Developer-friendly Python SDK for the SEOCHO graph-memory runtime
Project description
SEOCHO
Ontology-driven knowledge graph library for Python
Define your schema once — it drives extraction, querying, validation, and graph-governance artifacts from one contract.
Install
pip install seocho
Optional offline ontology governance tooling:
pip install "seocho[ontology]"
Quick Start
from seocho import Seocho, Ontology, NodeDef, RelDef, P
from seocho.store import Neo4jGraphStore, OpenAIBackend
# 1. Define your schema
ontology = Ontology(
name="my_domain",
package_id="org.example.my_domain",
nodes={
"Person": NodeDef(properties={"name": P(str, unique=True)}),
"Company": NodeDef(properties={"name": P(str, unique=True)}),
},
relationships={
"WORKS_AT": RelDef(source="Person", target="Company"),
},
)
# 2. Connect
s = Seocho(
ontology=ontology,
graph_store=Neo4jGraphStore("bolt://localhost:7687", "neo4j", "password"),
llm=OpenAIBackend(model="gpt-4o"),
)
# 3. Index
s.add("Marie Curie worked at the University of Paris.")
# 4. Query
print(s.ask("Where did Marie Curie work?"))
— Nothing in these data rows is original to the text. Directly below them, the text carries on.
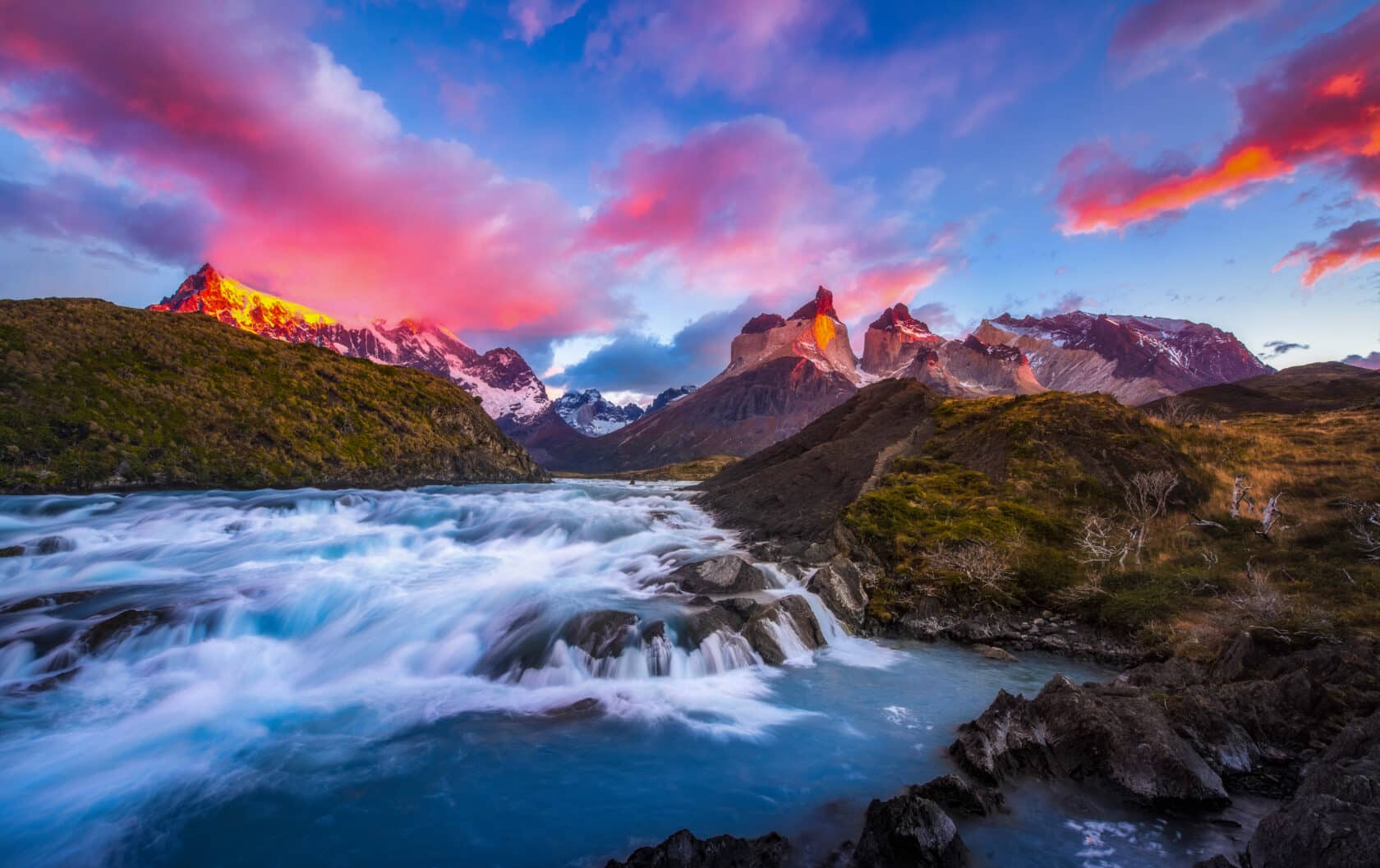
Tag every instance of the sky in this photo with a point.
(614, 186)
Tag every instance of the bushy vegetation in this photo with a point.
(1078, 504)
(99, 397)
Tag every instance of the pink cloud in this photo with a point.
(315, 190)
(1151, 34)
(1318, 108)
(1345, 249)
(742, 207)
(769, 54)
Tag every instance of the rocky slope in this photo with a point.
(105, 397)
(899, 345)
(1307, 388)
(781, 375)
(500, 379)
(667, 397)
(592, 416)
(1136, 359)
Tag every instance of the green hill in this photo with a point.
(95, 397)
(1081, 505)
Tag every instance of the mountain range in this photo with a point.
(783, 371)
(507, 387)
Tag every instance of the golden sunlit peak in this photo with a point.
(237, 304)
(823, 330)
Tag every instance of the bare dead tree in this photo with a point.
(1272, 517)
(1201, 522)
(1365, 527)
(1147, 497)
(982, 566)
(1103, 541)
(1240, 497)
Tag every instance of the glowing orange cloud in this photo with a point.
(1319, 108)
(1345, 249)
(1177, 192)
(1346, 85)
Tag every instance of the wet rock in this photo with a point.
(52, 545)
(580, 708)
(685, 850)
(599, 634)
(996, 653)
(1217, 861)
(742, 606)
(121, 627)
(698, 626)
(724, 574)
(1256, 716)
(791, 613)
(1335, 815)
(656, 645)
(958, 797)
(840, 584)
(908, 831)
(46, 600)
(1089, 732)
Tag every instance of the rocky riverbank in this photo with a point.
(1262, 719)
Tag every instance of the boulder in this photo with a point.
(1335, 815)
(994, 653)
(685, 850)
(908, 831)
(724, 574)
(116, 628)
(791, 613)
(599, 634)
(700, 624)
(840, 584)
(1112, 733)
(958, 797)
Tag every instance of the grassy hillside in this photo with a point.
(1078, 504)
(99, 397)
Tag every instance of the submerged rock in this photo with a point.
(1335, 815)
(724, 574)
(908, 831)
(1089, 732)
(955, 795)
(599, 634)
(121, 627)
(685, 850)
(840, 584)
(789, 613)
(996, 653)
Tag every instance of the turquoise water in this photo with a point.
(330, 679)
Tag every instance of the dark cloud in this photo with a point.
(642, 363)
(1371, 362)
(76, 209)
(1278, 348)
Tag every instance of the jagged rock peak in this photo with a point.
(821, 305)
(897, 316)
(996, 351)
(763, 322)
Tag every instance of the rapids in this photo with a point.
(366, 677)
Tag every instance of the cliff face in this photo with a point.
(1136, 359)
(107, 397)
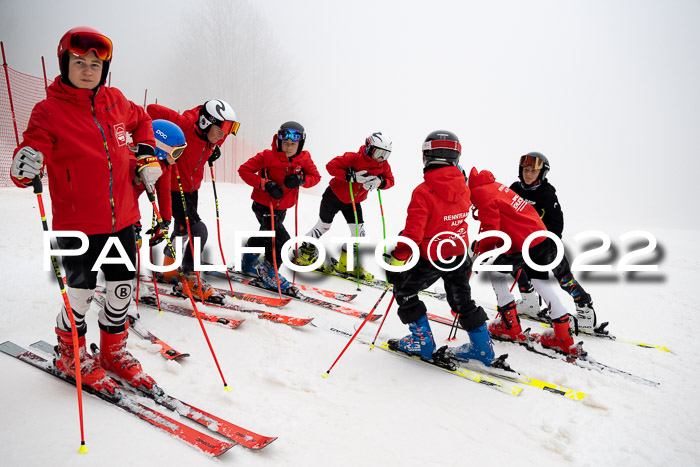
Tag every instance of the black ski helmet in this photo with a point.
(441, 146)
(294, 131)
(538, 161)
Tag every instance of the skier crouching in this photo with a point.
(438, 206)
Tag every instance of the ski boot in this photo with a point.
(266, 271)
(249, 263)
(480, 348)
(585, 319)
(92, 374)
(308, 254)
(115, 358)
(559, 338)
(529, 305)
(206, 294)
(506, 326)
(172, 276)
(420, 342)
(342, 268)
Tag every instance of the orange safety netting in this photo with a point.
(26, 91)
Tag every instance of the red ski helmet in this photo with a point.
(81, 41)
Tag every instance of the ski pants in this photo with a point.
(262, 213)
(423, 275)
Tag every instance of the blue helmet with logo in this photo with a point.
(170, 140)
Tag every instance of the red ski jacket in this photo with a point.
(439, 204)
(357, 161)
(273, 165)
(194, 159)
(83, 137)
(500, 208)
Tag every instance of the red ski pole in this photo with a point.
(327, 373)
(185, 286)
(38, 187)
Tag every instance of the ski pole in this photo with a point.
(38, 187)
(357, 234)
(296, 233)
(218, 226)
(381, 209)
(274, 248)
(185, 286)
(371, 346)
(327, 373)
(154, 224)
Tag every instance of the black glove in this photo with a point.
(157, 234)
(294, 180)
(215, 154)
(274, 189)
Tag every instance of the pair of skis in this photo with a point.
(195, 438)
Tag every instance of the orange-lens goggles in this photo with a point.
(531, 161)
(174, 152)
(229, 127)
(82, 43)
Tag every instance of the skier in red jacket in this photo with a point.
(276, 175)
(436, 222)
(499, 208)
(534, 188)
(206, 127)
(78, 135)
(170, 144)
(361, 171)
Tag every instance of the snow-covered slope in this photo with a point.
(374, 407)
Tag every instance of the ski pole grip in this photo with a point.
(36, 183)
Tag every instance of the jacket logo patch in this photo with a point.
(120, 134)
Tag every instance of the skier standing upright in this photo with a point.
(78, 134)
(437, 223)
(276, 175)
(534, 188)
(206, 127)
(362, 171)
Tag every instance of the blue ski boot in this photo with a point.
(480, 348)
(420, 342)
(249, 264)
(266, 271)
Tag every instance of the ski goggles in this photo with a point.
(379, 155)
(83, 43)
(292, 135)
(442, 144)
(229, 127)
(173, 151)
(531, 161)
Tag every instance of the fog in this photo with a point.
(607, 90)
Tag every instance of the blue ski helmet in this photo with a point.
(170, 140)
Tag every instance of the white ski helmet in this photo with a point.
(378, 146)
(219, 113)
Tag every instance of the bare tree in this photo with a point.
(227, 51)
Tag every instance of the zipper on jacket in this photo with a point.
(109, 162)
What the Ontology Controls
| Stage | What happens |
|---|---|
| Extraction | Entity types + relationships in LLM prompt |
| Querying | Schema-aware Cypher generation and repair prompts |
| Validation | SHACL shapes derived → catches type/cardinality errors |
| Constraints | UNIQUE/INDEX generated from ontology and can be applied to Neo4j |
| Denormalization | Cardinality rules determine safe flattening |
| Reasoning | Optional low-quality retry re-extracts with ontology guidance |
Key Features
# Index files from a directory
s.index_directory("./my_data/") # .txt, .md, .csv, .json, .jsonl, .pdf
# Category-specific extraction (auto-selects prompt)
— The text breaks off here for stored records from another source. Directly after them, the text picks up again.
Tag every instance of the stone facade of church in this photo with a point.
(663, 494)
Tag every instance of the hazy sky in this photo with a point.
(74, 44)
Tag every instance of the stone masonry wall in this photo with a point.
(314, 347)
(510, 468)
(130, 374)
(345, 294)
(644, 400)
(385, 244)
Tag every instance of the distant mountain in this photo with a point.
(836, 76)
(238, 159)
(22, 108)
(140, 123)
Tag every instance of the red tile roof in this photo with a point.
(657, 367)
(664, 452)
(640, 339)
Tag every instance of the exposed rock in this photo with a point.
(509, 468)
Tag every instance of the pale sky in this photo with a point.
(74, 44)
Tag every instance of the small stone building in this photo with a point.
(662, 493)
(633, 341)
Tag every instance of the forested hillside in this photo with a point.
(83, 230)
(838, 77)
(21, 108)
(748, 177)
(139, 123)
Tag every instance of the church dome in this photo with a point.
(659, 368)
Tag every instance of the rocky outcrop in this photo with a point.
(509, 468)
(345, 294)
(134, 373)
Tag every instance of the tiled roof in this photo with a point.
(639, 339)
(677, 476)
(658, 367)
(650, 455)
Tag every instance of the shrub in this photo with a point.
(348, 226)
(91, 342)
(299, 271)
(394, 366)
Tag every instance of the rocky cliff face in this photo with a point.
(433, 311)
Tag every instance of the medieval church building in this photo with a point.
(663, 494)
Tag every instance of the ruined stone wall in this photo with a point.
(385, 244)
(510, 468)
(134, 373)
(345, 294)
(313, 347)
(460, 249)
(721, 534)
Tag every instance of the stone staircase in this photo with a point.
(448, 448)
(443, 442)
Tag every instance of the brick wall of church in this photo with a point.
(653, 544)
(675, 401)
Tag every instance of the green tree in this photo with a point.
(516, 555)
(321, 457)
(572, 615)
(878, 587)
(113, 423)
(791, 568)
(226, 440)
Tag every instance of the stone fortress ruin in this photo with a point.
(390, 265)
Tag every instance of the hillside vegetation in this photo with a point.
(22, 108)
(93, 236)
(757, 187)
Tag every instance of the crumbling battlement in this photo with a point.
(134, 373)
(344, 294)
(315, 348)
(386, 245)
s.add(text, category="Financials") # 8 FinDER domain presets
# Query with reasoning mode
s.ask("question", reasoning_mode=True, repair_budget=2)
# Multiple LLM providers
from seocho.store import OpenAIBackend
llm = OpenAIBackend(model="gpt-4o-mini") # OpenAI
llm = OpenAIBackend(model="deepseek-chat", base_url="https://api.deepseek.com/v1") # DeepSeek
# Multi-ontology per database
s.register_ontology("finance_db", finance_ontology)
# Schema as code (JSON-LD canonical storage)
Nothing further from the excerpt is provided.